The IPO Drought: What does it mean for private investors?

July 14, 2016 | By: Carolyn Goard

By Carolyn Goard, Senior Communications Manager, Canadian Venture Capital and Private Equity Association

There’s no doubt the private capital industry has witnessed a decrease in initial public offering (IPO) activity in Canada over the last few years. Pinpointing solid companies to acquire (that will ultimately lead to a listing on a stock exchange) is like trying to find a needle in a haystack—making it difficult for investors to find viable acquisition targets.

Earlier this month, @GlobeSmallBiz published an article on the topic of IPO-worthy start-ups being harder to come by as a result of companies choosing to stay private and access capital through venture capital financing. More than that, fewer portfolio companies are ready—or willing—to exit these days.

These conclusions are no doubt consistent with the numbers. According to invest.com, the dollar values raised through IPO’s on Canada’s two exchanges since 2014 has dropped—significantly. Large cap IPOs on the Toronto Stock Exchange (TSX) dropped off a cliff in 2016, with only $.06 billion this year compared to $2.9 billion for the same period last year—a decline of almost 80 per cent. Small cap IPOs have also dried up since the second half of last year, with only $11.3 million in the last four quarters compared to $144 million raised in the preceding four quarters—a decline of more than 90 per cent.

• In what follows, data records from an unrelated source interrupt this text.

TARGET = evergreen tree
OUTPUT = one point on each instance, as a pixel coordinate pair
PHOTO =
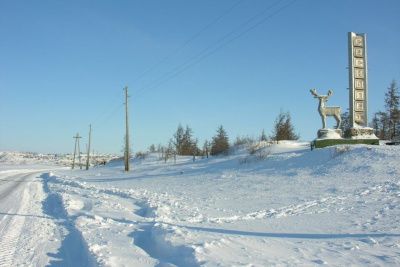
(263, 137)
(188, 144)
(392, 100)
(206, 148)
(220, 142)
(283, 128)
(178, 139)
(345, 124)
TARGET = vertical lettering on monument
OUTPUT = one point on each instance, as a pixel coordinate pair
(357, 79)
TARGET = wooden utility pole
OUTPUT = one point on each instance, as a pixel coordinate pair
(88, 153)
(126, 131)
(77, 137)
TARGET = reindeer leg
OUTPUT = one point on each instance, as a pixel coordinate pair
(338, 121)
(323, 122)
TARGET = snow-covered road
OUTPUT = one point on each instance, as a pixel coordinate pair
(335, 206)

These numbers may reflect the fact that private companies are simpler to manage than public ones. Some private capital investors are even purchasing public companies and turning them private. And, it’s sometimes easier to sell or exit by selling to a large public company and trading at a high multiple, than to become public by oneself.

We chatted with some Canadian investment funds to get their insights on why “IPO-worthy” start-ups may or may not be harder to come by and why more start-ups are ultimately choosing to stay private, longer. Here’s what we learned:

IPO reluctance not a new phenomenon
Companies choosing to stay private isn’t anything new to the private capital industry. When the trend was to “go public” early, many of these companies ended up failing or being worth nothing. What’s important to consider is that, firstly, the costs of an IPO and operating as a public company are steep and, secondly, it requires a significant amount of expertise, systems and advice to maintain a public company structure—and lots of companies just aren’t developed to this level. In the case of businesses that are growing well and generating results, spending money on going/being public isn’t the best use of those funds.

Plenty to consider
There are many things to contemplate when a company is considering going public as an exit strategy. Generally, in recent times, valuations on an M&A exit have been higher than in an IPO, and let’s not forget that in an IPO, the seller does not typically sell their entire position (the remainder of which will be subject to restrictions on when and how much may be sold after the IPO).

The IPO process is generally more involved, longer and more expensive than a private sale. We’ve seen many exits that run a dual process for exit. Once public, the company has more compliance obligations and there is more transparency of their activities, including significant and expensive reporting obligations as insiders must report holdings and any changes in holdings. There are also independence requirements, more formalized structures for governance, restrictions on the ability to sell shares and restrictions on the ability to negotiate investments or sales going forward due to the requirements of securities law and the exchange rules and regulations.

TSX IPO doesn’t equal exit for VCs
Not enough institutional funds investing in TSX-listed stocks are willing and ready to invest in “risky” tech stocks. Therefore, volume at IPO has been historically low. VCs can’t liquidate their positions and are sometimes forced to hold onto public stock for years after the IPO. On top of that, public valuations are lower (especially in Canada) versus private. And, it goes without saying that going public is expensive. Plus, you typically have to keep some stock under escrow for quite some time. If the issue isn’t large enough, you may just create an orphan type of company with limited float.

Moreover, for the entrepreneurs involved in that issue with a private equity investor, you may get aggressive speculators who don’t have the long-term vision of the business at heart, which is why many new issues have dual-class structures.

The good and the bad
So what does the decline in IPO activity mean in practice? For private investors, there are more opportunities to invest as the public markets are less accessible and public valuations are less onerous. They can also buy at lower multiples, but this of course, has an effect on the valuation for the entrepreneur. And a private investor who would like their investment to go public will also face a lower valuation when he exits.

While there are opportunities in any market environment, ultimately, when public markets are good and healthy it is generally good for all.